Ieri sera si alzato un vento fortissimo. Io abito in un condominio al 4° piano, mi sono messa in terrazzo e ho lasciato andare la testa. Mi è venuta in mente una lettura di qualche tempo fa.
Lei: Non penso di potermi sentire a mio agio a fare questo
Lui: Ed è giusto che sia così, non devi mai convincerti che quello che fai sia la cosa giusta, è preferibile pensare di essere buoni e ogni tanto andare contro i nostri principi piuttosto che prendere per cosa buona e giusta tutto quello che facciamo. *
Io spesso ho dei sensi di colpa, nel privato e nel lavoro.

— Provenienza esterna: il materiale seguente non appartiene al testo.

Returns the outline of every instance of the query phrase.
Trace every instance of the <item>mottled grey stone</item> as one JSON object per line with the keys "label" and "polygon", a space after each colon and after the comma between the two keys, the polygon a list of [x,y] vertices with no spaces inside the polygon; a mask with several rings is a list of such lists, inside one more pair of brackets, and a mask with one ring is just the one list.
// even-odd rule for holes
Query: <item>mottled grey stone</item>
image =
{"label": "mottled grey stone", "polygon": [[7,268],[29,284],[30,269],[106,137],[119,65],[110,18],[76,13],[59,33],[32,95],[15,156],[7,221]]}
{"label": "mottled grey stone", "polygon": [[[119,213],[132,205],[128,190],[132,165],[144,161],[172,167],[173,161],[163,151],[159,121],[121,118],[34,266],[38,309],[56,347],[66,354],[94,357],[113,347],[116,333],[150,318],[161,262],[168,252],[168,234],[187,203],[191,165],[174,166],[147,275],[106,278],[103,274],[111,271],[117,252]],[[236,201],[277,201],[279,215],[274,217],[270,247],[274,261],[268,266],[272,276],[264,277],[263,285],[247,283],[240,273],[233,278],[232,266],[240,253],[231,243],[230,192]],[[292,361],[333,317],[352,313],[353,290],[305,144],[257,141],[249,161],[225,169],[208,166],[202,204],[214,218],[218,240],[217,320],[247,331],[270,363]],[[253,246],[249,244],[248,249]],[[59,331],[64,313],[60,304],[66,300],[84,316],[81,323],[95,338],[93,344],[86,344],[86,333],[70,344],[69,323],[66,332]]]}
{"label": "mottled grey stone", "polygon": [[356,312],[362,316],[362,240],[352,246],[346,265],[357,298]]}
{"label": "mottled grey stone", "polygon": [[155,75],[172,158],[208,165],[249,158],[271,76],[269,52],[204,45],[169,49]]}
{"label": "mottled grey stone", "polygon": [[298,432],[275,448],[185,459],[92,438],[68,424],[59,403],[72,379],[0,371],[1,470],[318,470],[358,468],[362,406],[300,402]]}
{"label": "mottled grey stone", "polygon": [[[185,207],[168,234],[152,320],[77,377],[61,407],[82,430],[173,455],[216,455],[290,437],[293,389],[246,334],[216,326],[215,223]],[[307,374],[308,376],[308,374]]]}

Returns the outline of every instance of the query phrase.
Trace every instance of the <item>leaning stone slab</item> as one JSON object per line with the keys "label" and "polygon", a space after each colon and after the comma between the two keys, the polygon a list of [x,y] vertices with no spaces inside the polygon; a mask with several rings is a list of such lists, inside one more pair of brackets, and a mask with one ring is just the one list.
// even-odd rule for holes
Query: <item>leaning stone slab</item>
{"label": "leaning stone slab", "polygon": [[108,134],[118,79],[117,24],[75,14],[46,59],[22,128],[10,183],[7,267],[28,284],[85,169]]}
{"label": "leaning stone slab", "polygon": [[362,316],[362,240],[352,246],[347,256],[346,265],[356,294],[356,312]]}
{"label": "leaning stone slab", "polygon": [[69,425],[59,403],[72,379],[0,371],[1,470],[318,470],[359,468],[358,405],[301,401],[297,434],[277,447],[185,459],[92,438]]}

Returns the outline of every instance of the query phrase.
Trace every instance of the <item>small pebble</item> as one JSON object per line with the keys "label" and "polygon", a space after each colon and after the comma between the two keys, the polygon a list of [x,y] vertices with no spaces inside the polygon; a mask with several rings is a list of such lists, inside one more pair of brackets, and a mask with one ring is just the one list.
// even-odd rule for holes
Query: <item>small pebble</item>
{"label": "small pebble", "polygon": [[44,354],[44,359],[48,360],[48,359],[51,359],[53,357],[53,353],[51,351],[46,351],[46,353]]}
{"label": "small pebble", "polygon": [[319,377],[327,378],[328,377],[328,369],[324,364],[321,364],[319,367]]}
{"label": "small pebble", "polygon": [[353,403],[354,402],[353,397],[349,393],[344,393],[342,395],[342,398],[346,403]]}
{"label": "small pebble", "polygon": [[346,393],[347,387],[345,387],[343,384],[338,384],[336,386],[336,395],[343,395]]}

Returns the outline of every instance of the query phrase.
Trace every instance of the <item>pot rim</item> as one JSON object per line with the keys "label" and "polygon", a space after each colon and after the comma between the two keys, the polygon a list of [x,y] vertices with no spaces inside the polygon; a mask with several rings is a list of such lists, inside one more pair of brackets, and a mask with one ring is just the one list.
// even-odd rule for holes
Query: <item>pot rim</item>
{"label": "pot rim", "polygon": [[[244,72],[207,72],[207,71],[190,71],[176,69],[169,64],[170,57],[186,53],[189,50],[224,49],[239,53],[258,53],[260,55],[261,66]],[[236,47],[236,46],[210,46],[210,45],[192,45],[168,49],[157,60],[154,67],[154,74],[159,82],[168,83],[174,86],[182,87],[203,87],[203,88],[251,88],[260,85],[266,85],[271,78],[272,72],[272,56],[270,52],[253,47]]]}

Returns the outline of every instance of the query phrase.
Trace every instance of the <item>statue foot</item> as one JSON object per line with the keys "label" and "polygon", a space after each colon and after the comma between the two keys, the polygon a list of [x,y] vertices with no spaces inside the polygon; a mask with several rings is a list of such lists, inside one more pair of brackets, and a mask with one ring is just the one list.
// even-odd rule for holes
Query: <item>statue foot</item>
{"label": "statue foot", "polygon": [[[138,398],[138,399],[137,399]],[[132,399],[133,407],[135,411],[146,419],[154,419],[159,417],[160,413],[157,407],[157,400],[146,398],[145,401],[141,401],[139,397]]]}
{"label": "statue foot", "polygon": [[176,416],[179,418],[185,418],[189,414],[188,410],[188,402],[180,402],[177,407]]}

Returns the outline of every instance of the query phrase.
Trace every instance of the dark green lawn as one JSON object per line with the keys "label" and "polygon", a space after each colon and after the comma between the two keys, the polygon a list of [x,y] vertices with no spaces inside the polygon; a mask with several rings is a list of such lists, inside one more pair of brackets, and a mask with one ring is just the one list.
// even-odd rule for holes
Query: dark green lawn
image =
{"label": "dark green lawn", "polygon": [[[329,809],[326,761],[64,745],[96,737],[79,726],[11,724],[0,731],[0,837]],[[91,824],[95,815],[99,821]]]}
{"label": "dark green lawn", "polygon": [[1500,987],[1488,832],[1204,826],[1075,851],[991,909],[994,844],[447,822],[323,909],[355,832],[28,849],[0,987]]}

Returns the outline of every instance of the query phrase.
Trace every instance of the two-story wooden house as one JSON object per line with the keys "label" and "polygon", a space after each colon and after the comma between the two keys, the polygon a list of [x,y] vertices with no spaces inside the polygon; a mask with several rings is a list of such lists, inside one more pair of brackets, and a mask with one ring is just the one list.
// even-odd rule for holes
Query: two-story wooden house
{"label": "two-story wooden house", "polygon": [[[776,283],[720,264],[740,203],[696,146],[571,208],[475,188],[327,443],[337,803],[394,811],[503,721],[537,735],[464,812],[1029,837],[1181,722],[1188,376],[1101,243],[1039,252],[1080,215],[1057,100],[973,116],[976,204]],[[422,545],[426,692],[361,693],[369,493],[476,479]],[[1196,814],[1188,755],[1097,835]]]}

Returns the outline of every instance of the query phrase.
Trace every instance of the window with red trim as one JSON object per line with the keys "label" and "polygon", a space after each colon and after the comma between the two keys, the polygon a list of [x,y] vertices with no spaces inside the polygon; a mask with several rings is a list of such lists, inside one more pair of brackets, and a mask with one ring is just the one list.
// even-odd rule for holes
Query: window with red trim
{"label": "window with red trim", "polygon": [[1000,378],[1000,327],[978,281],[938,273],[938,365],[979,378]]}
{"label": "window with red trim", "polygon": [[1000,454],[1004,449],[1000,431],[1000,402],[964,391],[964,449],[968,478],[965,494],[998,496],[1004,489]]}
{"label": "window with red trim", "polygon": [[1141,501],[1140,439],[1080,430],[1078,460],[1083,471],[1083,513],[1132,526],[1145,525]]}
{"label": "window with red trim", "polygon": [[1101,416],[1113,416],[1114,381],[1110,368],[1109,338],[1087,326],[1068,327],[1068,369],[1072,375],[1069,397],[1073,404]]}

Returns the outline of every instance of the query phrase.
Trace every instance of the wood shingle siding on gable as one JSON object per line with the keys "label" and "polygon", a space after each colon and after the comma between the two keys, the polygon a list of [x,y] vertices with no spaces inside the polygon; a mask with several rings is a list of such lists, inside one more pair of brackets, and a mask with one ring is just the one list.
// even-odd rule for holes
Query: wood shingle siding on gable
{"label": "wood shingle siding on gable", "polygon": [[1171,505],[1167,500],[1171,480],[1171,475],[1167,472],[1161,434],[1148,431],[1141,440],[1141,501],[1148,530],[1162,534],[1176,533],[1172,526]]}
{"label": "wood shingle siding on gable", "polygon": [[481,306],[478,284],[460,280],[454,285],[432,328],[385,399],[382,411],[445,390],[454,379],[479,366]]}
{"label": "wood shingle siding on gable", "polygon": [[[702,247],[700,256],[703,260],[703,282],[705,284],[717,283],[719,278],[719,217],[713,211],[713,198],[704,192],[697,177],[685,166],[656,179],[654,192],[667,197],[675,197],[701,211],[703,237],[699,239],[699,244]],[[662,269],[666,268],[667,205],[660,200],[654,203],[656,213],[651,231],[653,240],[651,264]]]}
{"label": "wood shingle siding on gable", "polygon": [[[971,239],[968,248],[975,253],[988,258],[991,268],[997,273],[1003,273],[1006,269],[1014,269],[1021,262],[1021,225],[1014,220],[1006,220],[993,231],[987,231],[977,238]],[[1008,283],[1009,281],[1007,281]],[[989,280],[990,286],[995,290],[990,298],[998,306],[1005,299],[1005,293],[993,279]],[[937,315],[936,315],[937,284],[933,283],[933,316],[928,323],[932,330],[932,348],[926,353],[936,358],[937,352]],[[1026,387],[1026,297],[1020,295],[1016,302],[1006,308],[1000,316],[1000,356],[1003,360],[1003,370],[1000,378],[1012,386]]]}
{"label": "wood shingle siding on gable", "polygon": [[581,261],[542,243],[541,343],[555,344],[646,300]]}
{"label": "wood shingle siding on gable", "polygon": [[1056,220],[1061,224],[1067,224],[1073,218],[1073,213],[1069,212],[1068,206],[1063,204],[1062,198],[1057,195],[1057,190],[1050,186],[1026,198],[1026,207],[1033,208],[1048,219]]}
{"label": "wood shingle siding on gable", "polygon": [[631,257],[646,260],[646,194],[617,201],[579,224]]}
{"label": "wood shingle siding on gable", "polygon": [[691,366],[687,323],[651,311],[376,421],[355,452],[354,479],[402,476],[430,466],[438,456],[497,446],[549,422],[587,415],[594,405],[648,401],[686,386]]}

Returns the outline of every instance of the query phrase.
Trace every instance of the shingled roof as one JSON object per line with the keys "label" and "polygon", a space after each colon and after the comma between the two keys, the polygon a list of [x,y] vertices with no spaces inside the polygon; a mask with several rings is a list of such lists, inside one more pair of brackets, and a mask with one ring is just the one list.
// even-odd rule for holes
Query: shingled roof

Adesso ho capito che il senso di colpa non sempre è una cosa da rimuovere è una sensazione che mi permette di stare coi piedi per terra. Se cominciassi a giustificare tutto quello che faccio arriverei a non capire dov'è la soglia del giusto e del sbagliato (e per ognuno di noi c'è una soglia diversa) e finirei col pugnalare, ferire, distruggere, calpestare tutto e tutti senza rimorso e senza colpa. Direi che l'ho fatto a fin di bene.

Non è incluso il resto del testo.